With lower resistance to data sharing, all partners involved can see how better data flow reduces risk, costs, and uncertainty while improving overall planning.
“As we move from proactive to predictive, we give the receiver more time to respond as well,” Hodgson says. “If a truck will be one hour late, they could maybe pull another truck in earlier, get those products unloaded, and free up a dock slot for a later delivery.
“This also increases driver productivity,” he adds. “With this approach, they have less detention time, and they’re back on the road faster making more money, which is what they obviously want to do.”
Obelink says he expects BASF’s shipping operations to be about 80% predictive in 2020.
Casebook Study: Going Proactive
BASF Corp. faced rising customer demand for increased supply chain and delivery visibility and proactive notification of off-schedule shipments.
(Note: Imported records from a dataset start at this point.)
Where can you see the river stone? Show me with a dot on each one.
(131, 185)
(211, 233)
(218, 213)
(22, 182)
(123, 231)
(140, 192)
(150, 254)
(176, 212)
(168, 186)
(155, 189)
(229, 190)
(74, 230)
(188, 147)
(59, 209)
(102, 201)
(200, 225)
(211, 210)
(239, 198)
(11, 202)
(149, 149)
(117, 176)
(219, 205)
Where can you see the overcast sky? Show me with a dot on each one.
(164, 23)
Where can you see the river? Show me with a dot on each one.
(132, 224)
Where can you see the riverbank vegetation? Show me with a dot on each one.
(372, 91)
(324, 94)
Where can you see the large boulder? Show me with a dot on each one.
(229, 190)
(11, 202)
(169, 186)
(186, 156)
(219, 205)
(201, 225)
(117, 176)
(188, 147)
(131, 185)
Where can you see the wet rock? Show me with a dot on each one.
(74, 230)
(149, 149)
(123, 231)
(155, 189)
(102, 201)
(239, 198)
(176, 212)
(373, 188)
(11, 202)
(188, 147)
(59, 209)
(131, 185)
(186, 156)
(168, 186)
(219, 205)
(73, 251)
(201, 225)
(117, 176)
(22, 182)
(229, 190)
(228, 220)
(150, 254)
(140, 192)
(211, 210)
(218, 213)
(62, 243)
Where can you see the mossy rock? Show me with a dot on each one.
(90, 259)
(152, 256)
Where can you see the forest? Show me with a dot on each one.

The company also wanted to boost productivity and improve delivery reliability with its transport providers.
BASF turned to long-time partner Transplace to integrate real-time freight tracking capabilities into its Transplace TMS. The Descartes MacroPoint solution provides this visibility.
- Moved from reactive to proactive notifications, and now migrating to predictive shipping notifications.
- Initial proactive notification rate when it began the project with Transplace was 15% to 20%. Now it’s higher than 80%.
- An average of 5% to 6% on-time delivery improvement each year, resulting from the Transplace/Descartes implementation, continuous data cleansing, and other operational activities.
- Eliminated manual checks and calls to carriers, automated customer communication for late deliveries, reduced transportation costs, and allowed for a single aggregation point for carrier visibility through the Transplace Control Tower.
BASF plans to continue to move from a proactive approach to predictive logistics and shipping operations. It expects operations to be about 80% predictive in 2020.